Hasan Minhaj Responds to Embellishment Allegations: “Emotional Truth Is First”

“I use the tools of stand-up comedy to tell entertaining stories,” Minhaj said in a statement. “That’s inherent to the art form. You wouldn’t go to a haunted house and say ‘Why are these people lying to me?’ — The point is the ride. Stand-up is the same.”

Hasan Minhaj Responds to Embellishment Allegations: “Emotional Truth Is First”
In a recent profile by The New Yorker, Minhaj admitted that several stories he has told in stand-up routines over the years were embellished. Photo credit: Neal Brennan

Comedian Hasan Minhaj frequently includes anecdotes about his life as a Muslim American in his stand-up act. However, a recent profile by Clare Malone at The New Yorker found that some details from these anecdotes have been embellished and fabricated. In a statement to The Hollywood Reporter, Minhaj came forward to say that “all my standup stories are based on events that happened to me.” This revelation has sparked discussions all across the internet on the boundaries of artistic license in comedy and the intricate interplay between humor and authenticity.

“I use the tools of stand-up comedy — hyperbole, changing names and locations and compressing timelines to tell entertaining stories,” Minhaj said in his statement to The Hollywood Reporter. “That’s inherent to the art form. You wouldn’t go to a haunted house and say ‘Why are these people lying to me?’ — The point is the ride. Stand-up is the same.”

The New Yorker found several pieces of material from Minhaj’s act that may not have played out the way he portrayed them onstage. One such story comes from his recent special, “The King's Jester” (2022), where he performed material about his daughter’s potential exposure to anthrax. During the set, Minhaj discussed reactions to “Patriot Act with Hasan Minhaj” (2018 - 2020). Minhaj claimed that in response to jokes about Narendra Modi’s Hindu nationalism and Jamal Khashoggi’s death, he received a letter containing white powder at his home, some of which spilled onto his daughter and resulted in a hospital visit.

The New Yorker's investigation, however, revealed that neither local hospitals nor the NYPD had any record of such an incident. Minhaj's security personnel, employees connected to the "Patriot Act" security team and unnamed staff at his former residence's front desk and mailroom had no recollection of such an event.

Ultimately, the punchline in the “The King’s Jester” is that the substance his daughter was exposed to wasn’t anthrax. However, while in conversation with The New Yorker, Minhaj confessed that his daughter had never been exposed to a white powder or hospitalized in the first place. He characterized these stories as "made up," albeit rooted in "emotional truth," and comprehensive of several different personal experiences from those he presented in his stand-up set. 

Several comedians, such as Whoopi Goldberg, have come forward in defense of Minhaj to agree on the matter. On a recent episode of “The View” (1997 - ), Goldberg asserted that, “That’s what [stand-up comics] do; we tell stories and we embellish them … Why would we tell exactly what happened? It ain’t that interesting. There’s information that we will give you as comics that will have grains of truth, but don’t take it to the bank. That’s our job — a seed of truth.”

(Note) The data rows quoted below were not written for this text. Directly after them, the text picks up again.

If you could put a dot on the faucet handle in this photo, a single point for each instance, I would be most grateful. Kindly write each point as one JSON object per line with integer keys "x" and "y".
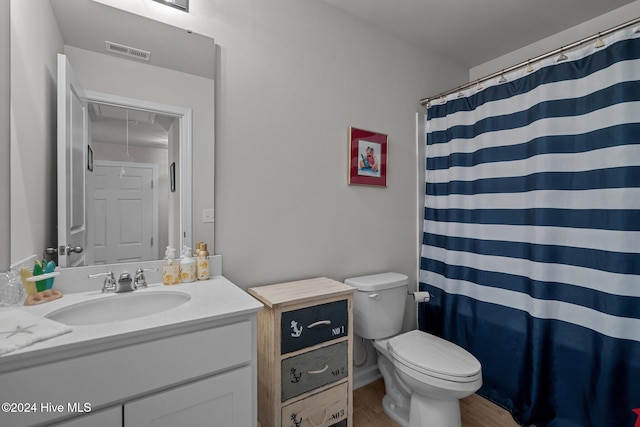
{"x": 140, "y": 280}
{"x": 125, "y": 283}
{"x": 109, "y": 283}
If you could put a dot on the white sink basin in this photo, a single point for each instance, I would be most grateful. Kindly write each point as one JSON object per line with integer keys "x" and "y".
{"x": 116, "y": 307}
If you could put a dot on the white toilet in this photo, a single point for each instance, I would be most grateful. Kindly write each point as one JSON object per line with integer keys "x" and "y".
{"x": 424, "y": 376}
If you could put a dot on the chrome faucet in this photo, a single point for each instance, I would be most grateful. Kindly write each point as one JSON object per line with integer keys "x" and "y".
{"x": 124, "y": 283}
{"x": 109, "y": 283}
{"x": 140, "y": 281}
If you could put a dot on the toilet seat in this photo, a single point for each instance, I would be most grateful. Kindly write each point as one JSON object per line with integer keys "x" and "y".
{"x": 434, "y": 356}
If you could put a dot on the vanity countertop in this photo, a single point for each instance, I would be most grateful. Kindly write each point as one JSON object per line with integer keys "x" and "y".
{"x": 212, "y": 302}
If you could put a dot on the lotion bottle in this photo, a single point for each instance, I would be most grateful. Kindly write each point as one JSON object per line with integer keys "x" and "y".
{"x": 170, "y": 269}
{"x": 187, "y": 266}
{"x": 203, "y": 262}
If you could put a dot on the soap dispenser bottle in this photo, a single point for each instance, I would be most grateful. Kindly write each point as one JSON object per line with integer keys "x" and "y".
{"x": 170, "y": 269}
{"x": 187, "y": 266}
{"x": 203, "y": 262}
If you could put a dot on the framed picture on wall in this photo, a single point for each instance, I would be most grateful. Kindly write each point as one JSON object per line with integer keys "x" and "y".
{"x": 367, "y": 157}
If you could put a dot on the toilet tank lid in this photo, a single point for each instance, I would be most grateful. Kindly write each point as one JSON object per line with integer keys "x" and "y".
{"x": 378, "y": 282}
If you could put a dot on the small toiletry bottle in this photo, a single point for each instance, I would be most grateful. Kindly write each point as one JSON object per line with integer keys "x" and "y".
{"x": 187, "y": 266}
{"x": 203, "y": 262}
{"x": 170, "y": 269}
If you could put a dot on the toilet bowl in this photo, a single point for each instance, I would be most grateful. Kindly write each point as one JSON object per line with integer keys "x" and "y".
{"x": 425, "y": 376}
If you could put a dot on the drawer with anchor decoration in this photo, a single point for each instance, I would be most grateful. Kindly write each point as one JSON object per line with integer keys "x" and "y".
{"x": 305, "y": 349}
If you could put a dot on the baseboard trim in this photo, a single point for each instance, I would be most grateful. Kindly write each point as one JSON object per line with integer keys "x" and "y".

When The New Yorker asked about claims that Minhaj made up material for his jokes, he told the magazine that, “Every story in my style is built around a seed of truth. My comedy Arnold Palmer is 70 percent emotional truth — this happened — and then thirty percent hyperbole — exaggeration, fiction.” He continued by saying, “I think what I’m ultimately trying to do is highlight all of those stories, building to … a pointed argument.”